The website goes on to infer my gender, another calculation that can vary depending on where the algorithm was developed. It then predicts your BMI, using the only algorithm Schep trained himself, which he did by feeding it a diet of 50% Chinese celebrities and 50% American arrest records. This estimate is made by measuring proportions of your face, such as the space above your eyes, so raising your eyebrows can lead your BMI to plummet.

The one consistent result I got was a ludicrously optimistic life expectancy of 81. Clearly, the algorithm can’t see my lungs and liver. But insurance agencies still use similar models to price their policies as they’re seen as better than nothing.

Finally, the system showed me my “face print,” a digital identifier that the likes of lovable Clearview AI use to match your photo to a vast repository of images.

Credit: European Union
Yay.

Schep then revealed the truth about those dogs: they were used to infer my emotional state by analyzing my facial expressions as I watched them. Recruitment-tech firm HireVue uses a similar technique to rank job applicants, by scanning their voices, facial expressions, and vocabulary — another example of how AI can make life-changing decisions.
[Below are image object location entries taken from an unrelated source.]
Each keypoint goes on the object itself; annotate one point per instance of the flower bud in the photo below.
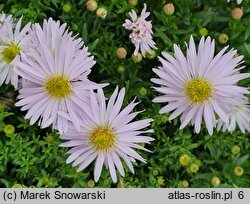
(238, 171)
(120, 69)
(185, 183)
(155, 172)
(184, 159)
(215, 181)
(91, 183)
(197, 162)
(121, 53)
(91, 5)
(143, 91)
(235, 149)
(161, 181)
(49, 138)
(194, 168)
(101, 12)
(9, 129)
(106, 182)
(237, 13)
(203, 32)
(133, 2)
(66, 8)
(17, 185)
(152, 55)
(137, 58)
(164, 119)
(75, 27)
(223, 38)
(168, 9)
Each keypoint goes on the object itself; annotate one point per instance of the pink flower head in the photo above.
(14, 41)
(141, 35)
(199, 85)
(107, 135)
(51, 84)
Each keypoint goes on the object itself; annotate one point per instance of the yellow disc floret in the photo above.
(103, 138)
(58, 87)
(10, 52)
(198, 90)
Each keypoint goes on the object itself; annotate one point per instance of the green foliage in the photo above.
(31, 156)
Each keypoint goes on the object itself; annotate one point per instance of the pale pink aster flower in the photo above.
(199, 85)
(49, 32)
(238, 1)
(239, 115)
(14, 41)
(141, 35)
(5, 19)
(107, 135)
(52, 86)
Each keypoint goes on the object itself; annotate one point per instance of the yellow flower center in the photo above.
(198, 90)
(103, 138)
(58, 87)
(10, 52)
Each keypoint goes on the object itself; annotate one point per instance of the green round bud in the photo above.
(137, 58)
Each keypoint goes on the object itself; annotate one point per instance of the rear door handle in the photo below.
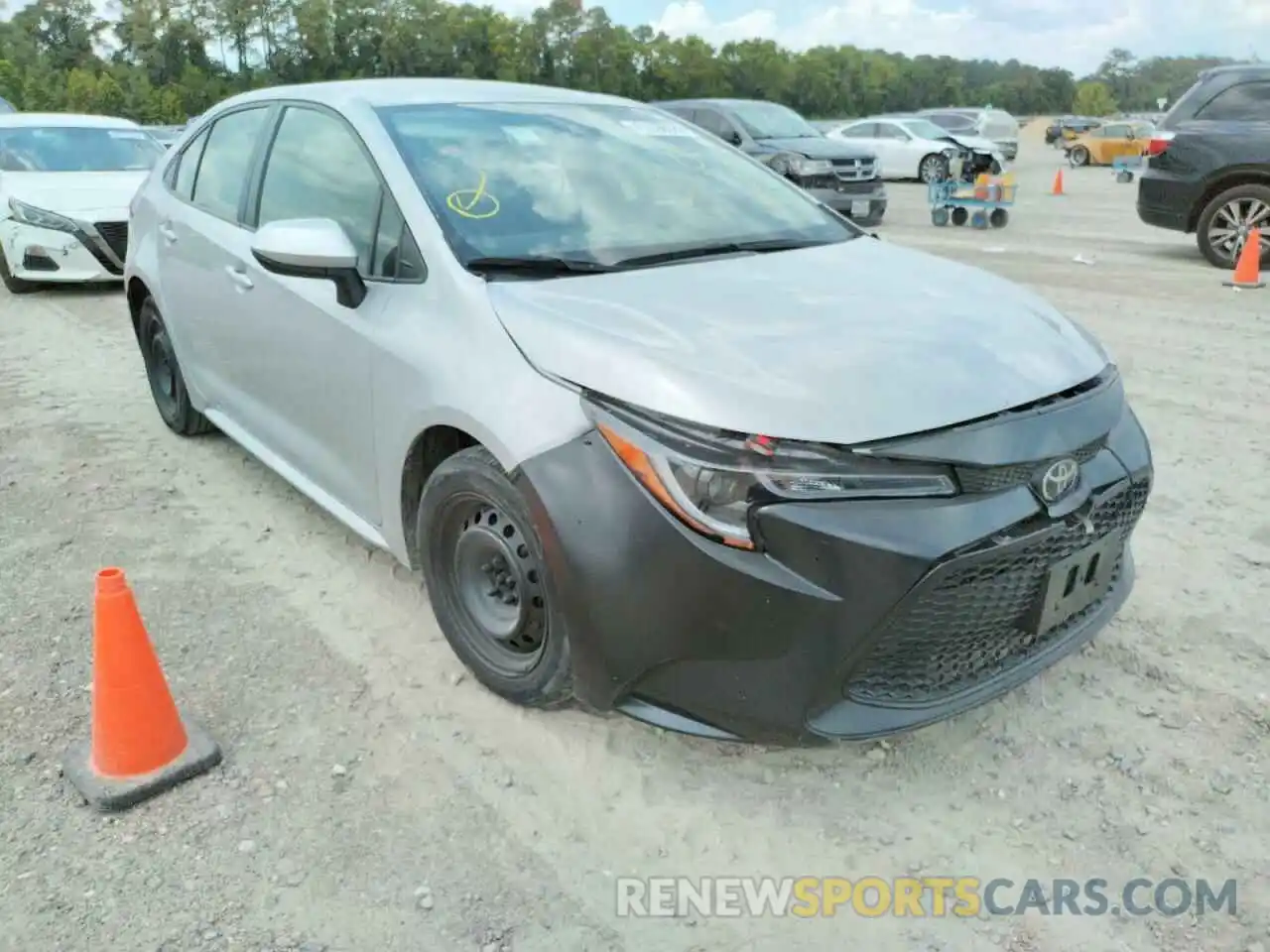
(239, 277)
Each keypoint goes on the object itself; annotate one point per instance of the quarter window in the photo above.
(1247, 102)
(187, 167)
(317, 169)
(226, 163)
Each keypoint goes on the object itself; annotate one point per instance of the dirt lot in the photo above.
(362, 770)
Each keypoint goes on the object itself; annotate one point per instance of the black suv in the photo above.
(1207, 166)
(842, 176)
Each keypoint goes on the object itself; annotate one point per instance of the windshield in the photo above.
(772, 121)
(1000, 126)
(595, 182)
(73, 149)
(924, 128)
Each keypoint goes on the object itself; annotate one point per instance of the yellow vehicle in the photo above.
(1107, 143)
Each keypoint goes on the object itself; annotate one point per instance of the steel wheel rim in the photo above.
(1228, 230)
(497, 584)
(162, 370)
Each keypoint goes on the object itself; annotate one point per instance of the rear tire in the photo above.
(1216, 229)
(163, 372)
(489, 584)
(16, 286)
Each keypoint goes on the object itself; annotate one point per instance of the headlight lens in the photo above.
(39, 217)
(714, 480)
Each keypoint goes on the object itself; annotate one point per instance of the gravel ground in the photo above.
(372, 798)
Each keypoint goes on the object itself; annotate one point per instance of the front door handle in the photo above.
(239, 277)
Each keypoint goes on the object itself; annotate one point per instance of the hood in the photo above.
(843, 343)
(818, 148)
(975, 143)
(86, 195)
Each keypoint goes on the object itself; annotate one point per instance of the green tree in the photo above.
(1093, 98)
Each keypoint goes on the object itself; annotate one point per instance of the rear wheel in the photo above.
(1227, 220)
(488, 581)
(167, 384)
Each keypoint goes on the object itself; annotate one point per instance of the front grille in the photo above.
(116, 236)
(853, 169)
(975, 624)
(993, 479)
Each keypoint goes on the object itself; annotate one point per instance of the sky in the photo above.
(1074, 35)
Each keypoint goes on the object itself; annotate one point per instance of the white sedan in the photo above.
(912, 148)
(64, 185)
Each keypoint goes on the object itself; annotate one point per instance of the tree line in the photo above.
(163, 61)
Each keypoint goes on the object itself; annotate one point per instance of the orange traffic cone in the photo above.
(140, 744)
(1247, 270)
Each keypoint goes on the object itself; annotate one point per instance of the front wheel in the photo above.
(933, 168)
(167, 382)
(1227, 221)
(489, 584)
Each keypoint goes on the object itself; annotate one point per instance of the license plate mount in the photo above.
(1079, 581)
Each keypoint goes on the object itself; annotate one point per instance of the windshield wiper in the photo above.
(538, 266)
(725, 248)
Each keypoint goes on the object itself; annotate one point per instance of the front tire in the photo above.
(163, 372)
(1218, 229)
(933, 168)
(489, 584)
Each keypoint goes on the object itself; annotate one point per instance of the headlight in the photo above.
(802, 166)
(714, 480)
(39, 217)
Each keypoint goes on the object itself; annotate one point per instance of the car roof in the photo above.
(79, 121)
(409, 91)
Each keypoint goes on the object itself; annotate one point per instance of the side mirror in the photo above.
(312, 248)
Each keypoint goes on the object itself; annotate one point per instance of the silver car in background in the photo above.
(662, 433)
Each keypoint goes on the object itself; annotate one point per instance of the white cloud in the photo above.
(1070, 33)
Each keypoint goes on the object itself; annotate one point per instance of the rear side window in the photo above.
(226, 163)
(187, 167)
(1246, 102)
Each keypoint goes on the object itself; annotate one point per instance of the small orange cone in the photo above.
(140, 744)
(1247, 270)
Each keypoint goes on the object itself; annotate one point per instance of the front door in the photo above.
(305, 362)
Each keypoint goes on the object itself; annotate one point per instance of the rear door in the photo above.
(195, 235)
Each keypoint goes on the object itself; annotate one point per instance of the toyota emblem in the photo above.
(1060, 479)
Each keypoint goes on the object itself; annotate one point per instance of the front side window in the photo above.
(592, 181)
(317, 169)
(226, 163)
(76, 149)
(772, 121)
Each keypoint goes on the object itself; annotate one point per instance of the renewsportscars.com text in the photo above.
(928, 896)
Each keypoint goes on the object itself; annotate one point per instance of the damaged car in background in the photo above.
(717, 460)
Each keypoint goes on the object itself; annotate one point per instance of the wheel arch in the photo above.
(1228, 178)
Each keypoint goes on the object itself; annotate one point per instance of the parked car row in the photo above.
(691, 475)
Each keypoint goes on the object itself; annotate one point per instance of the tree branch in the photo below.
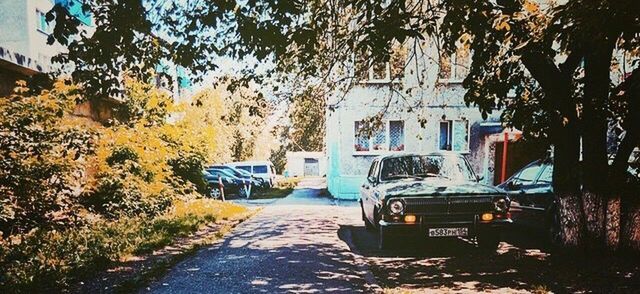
(553, 81)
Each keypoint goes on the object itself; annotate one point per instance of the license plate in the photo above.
(448, 232)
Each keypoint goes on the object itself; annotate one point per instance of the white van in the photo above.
(259, 169)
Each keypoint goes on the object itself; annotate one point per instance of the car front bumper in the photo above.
(421, 227)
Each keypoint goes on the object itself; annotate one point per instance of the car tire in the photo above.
(243, 193)
(553, 231)
(488, 240)
(215, 193)
(385, 239)
(367, 224)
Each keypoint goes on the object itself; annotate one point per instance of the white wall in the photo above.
(295, 162)
(19, 29)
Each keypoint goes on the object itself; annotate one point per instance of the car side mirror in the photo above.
(512, 185)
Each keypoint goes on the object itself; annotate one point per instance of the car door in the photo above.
(520, 187)
(366, 191)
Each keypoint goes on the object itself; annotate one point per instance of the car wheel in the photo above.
(488, 240)
(215, 193)
(385, 240)
(553, 231)
(367, 224)
(244, 193)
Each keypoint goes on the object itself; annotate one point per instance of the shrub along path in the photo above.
(138, 270)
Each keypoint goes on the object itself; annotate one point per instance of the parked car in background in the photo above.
(259, 169)
(532, 199)
(247, 177)
(431, 195)
(533, 203)
(231, 184)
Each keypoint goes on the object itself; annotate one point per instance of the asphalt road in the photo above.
(292, 245)
(309, 243)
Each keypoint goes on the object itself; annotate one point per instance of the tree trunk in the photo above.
(566, 186)
(630, 231)
(571, 228)
(613, 222)
(594, 206)
(594, 138)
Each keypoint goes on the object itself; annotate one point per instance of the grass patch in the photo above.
(52, 260)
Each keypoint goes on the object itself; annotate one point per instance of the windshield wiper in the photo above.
(401, 177)
(429, 175)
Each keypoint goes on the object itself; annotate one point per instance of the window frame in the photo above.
(39, 16)
(387, 139)
(450, 131)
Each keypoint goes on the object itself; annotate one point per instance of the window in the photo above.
(454, 135)
(361, 139)
(372, 170)
(41, 23)
(389, 137)
(455, 67)
(547, 175)
(377, 72)
(396, 135)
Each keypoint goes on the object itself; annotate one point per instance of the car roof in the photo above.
(257, 162)
(405, 154)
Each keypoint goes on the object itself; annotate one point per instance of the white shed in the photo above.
(306, 164)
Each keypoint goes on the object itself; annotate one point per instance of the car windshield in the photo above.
(452, 167)
(244, 173)
(259, 169)
(230, 170)
(244, 168)
(220, 172)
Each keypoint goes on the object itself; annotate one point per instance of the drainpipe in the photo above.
(503, 175)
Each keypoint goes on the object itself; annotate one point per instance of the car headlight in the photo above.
(501, 204)
(396, 206)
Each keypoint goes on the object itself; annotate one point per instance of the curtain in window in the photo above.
(396, 135)
(445, 138)
(361, 142)
(461, 135)
(379, 139)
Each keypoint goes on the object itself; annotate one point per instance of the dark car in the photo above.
(533, 203)
(532, 199)
(232, 185)
(432, 195)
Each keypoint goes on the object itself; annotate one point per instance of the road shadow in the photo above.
(284, 249)
(452, 265)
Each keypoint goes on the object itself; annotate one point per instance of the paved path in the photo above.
(308, 243)
(292, 245)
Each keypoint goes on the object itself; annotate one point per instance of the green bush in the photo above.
(42, 153)
(47, 260)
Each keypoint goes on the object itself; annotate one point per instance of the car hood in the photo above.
(435, 187)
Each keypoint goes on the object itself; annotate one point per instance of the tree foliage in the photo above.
(307, 118)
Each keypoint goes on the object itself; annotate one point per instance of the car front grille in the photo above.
(448, 204)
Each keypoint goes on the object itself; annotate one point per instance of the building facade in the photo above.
(23, 41)
(305, 164)
(420, 111)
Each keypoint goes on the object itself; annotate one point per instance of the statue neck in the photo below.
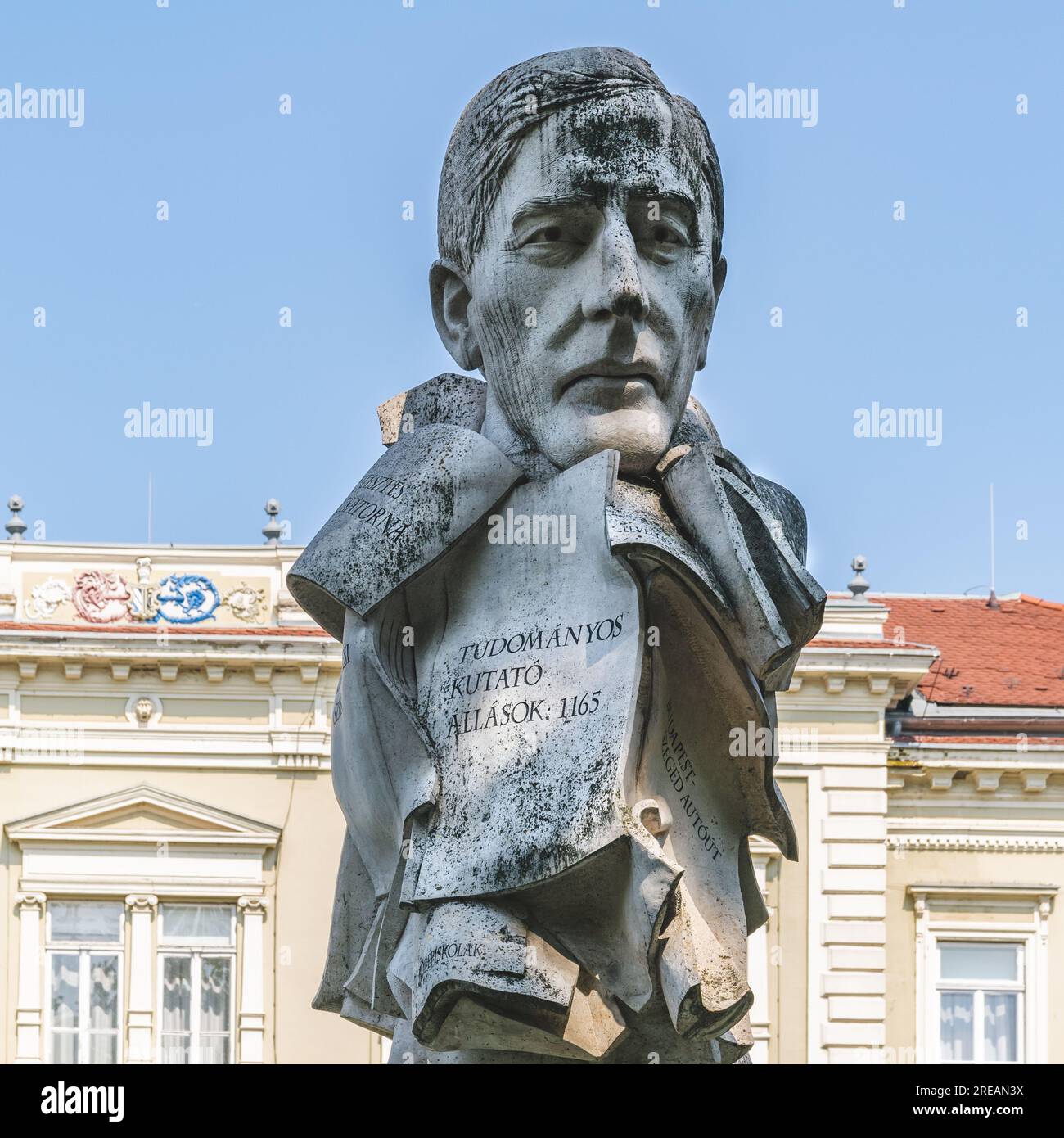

“As face recognition technology moves into our daily lives, it can create this subtle but pervasive feeling of being watched and judged all the time,” said Schep. “You might feel more pressure to behave ‘normally’, which for an algorithm means being more average. That’s why we have to protect our human right to privacy, which is essentially our right to be different. You could say that privacy is a right to be imperfect.”

Using these tools can seem convenient and useful in the short-term. But are the long-term risks to us as individuals and a society worth the potential benefits?

I don’t think so. Now, excuse me while I update my dating profile pictures.